L’organisation des repas a elle aussi dû être revue. Pour le déjeuner, les sans-abri peuvent récupérer un panier-repas à la Stëmm, et le soir, les résidents du foyer reçoivent un snack. Par contre, finie la préparation des repas tous ensemble le week-end, où chacun pouvait aller et venir dans la cuisine à son gré et regarder ce qui s’y mijotait. «Les repas sont désormais livrés par le service « Repas sur roues » de Servior, pour éviter une catastrophe dans l’Abrisud.»
Les suivis extérieurs reprennent petit à petit
Car c’est là la hantise du personnel et de Mandy Ragni : une contamination qui obligerait la structure à fermer ses portes et à mettre toute l’équipe en quarantaine. «Le client pourrait être relogé, mais c’est tout de même une grande responsabilité qui pèse sur nos épaules.»
À ce jour, Mandy Ragni «touche du bois», une seule personne a eu de la fièvre, qui a immédiatement été prise en charge par le Centre hospitalier Émile-Mayrisch (CHEM). Mais les tests au Covid-19 se sont révélés négatifs. «J’ai eu des contacts étroits avec la ministre de la Famille, Corinne Cahen, qui m’a guidée pour savoir quoi faire et vers quelle structure orienter une personne contaminée.
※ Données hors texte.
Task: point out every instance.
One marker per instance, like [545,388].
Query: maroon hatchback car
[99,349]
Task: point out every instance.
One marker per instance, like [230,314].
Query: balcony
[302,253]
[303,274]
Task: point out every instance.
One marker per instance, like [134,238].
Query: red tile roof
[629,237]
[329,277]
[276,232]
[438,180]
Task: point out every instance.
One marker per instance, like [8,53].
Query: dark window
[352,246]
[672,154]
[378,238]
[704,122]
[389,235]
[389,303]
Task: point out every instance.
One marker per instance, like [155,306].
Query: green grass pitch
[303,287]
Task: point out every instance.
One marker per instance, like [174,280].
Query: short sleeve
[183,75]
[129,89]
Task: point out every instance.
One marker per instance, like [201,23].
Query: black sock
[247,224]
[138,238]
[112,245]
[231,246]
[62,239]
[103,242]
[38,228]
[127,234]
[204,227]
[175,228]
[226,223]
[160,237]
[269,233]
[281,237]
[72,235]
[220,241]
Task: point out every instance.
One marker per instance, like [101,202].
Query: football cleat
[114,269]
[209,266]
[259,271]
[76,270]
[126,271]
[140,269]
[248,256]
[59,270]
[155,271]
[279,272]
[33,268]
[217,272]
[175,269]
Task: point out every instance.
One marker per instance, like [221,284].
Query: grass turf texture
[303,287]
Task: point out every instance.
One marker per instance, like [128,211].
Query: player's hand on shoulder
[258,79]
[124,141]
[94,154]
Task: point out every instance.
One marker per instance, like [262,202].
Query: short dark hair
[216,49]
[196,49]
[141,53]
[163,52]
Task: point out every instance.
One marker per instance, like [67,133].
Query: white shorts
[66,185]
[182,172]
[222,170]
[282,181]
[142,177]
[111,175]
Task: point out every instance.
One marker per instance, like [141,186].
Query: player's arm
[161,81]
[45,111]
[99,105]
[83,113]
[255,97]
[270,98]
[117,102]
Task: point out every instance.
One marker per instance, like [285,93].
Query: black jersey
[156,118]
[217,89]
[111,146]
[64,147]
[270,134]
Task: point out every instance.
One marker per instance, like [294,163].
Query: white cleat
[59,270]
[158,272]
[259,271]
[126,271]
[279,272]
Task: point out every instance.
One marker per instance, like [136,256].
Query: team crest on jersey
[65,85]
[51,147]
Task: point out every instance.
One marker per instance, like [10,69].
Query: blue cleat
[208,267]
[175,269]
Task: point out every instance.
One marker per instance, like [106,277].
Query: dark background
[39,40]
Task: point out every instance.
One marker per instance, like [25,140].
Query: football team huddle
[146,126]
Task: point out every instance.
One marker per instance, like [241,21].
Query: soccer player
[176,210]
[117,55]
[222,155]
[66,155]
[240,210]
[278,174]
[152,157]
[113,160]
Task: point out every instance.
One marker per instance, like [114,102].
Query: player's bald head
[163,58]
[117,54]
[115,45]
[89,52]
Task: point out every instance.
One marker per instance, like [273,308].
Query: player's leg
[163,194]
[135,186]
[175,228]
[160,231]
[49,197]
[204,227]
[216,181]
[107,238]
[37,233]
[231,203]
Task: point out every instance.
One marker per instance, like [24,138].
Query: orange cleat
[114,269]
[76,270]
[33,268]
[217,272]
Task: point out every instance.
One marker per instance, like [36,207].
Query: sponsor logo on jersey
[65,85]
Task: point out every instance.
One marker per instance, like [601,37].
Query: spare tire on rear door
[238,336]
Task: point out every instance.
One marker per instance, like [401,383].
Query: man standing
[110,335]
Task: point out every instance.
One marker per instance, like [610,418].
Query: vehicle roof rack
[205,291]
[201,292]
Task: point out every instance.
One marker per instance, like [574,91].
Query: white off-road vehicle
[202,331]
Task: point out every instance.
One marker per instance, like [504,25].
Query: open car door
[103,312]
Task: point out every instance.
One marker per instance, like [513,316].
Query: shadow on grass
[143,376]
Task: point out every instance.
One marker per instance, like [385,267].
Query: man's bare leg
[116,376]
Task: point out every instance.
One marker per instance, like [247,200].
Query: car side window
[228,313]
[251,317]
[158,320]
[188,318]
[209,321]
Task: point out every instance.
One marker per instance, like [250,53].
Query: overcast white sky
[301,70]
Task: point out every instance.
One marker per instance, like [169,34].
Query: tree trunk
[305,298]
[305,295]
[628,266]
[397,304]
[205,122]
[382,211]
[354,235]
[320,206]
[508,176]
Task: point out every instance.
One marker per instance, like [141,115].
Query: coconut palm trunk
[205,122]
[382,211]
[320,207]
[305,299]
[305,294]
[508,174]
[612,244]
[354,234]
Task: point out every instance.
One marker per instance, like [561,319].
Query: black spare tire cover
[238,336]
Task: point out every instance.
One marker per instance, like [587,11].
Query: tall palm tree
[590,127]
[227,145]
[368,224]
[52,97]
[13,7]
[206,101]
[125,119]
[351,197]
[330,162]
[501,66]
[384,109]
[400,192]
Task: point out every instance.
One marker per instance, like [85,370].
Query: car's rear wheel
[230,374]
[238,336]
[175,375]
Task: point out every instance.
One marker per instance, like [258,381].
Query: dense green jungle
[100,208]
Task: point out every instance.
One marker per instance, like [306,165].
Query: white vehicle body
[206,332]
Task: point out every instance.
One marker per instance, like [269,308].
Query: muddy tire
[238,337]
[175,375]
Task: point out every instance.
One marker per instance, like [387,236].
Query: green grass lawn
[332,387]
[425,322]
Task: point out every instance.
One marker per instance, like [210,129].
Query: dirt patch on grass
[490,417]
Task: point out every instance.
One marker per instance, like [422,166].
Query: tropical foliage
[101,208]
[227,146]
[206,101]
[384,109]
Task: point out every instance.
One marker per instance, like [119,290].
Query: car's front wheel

Mais on espère continuer comme ça et arriver à la fin de la crise sans aucune infection!»
Avec l’amorce du déconfinement, petit à petit, les suivis extérieurs commencent à reprendre. Les anciens résidents du foyer, qui ont pu retrouver un logement, sont à nouveaux suivis de visu, et non plus seulement par téléphone, par l’équipe pédagogique composée d’une dizaine d’éducateurs. Un contact essentiel, étant donné la (longue) durée de cette période si particulière. «Les gens s’impatientent, ils ne vont pas très bien», note Mandy Ragni, il est donc important de veiller à ce que les efforts jusque-là fournis ne soient pas réduits à néant. Quant aux deux travailleurs du Street Work, le service lancé par la commune il y a un an pour aller à la rencontre des sans-abri sur le terrain et veiller aux besoins des personnes en situation de détresse en leur proposant nourriture, sac de couchage, etc., ils quadrillent à nouveau l’ensemble du territoire d’Esch, et non plus seulement les places stratégiques où se regroupent habituellement les plus démunis.
«Toutes les mesures de prévention resteront en place jusqu’au feu vert du gouvernement pour un déconfinement total», prévient toutefois Mandy Ragni.
Tatiana Salvan
Le foyer de nuit Abrisud, situé rue de la Fontaine à Esch-sur-Alzette, peut abriter jusqu’à 18 personnes, hommes ou femmes. Il est actuellement complet.
Il compte en plus trois lits d’urgence un pour femme et deux pour homme, destinés aux personnes recueillies dans la rue par la police.
«Les personnes hébergées à l’Abrisud ont un projet de vie», indique Mandy Ragni. C’est en effet la condition sine qua non pour y être accepté, et pouvoir ainsi bénéficier du suivi de l’équipe pédagogique, laquelle va aider ces personnes à remettre leur vie sur des rails, en trouvant un travail et un logement.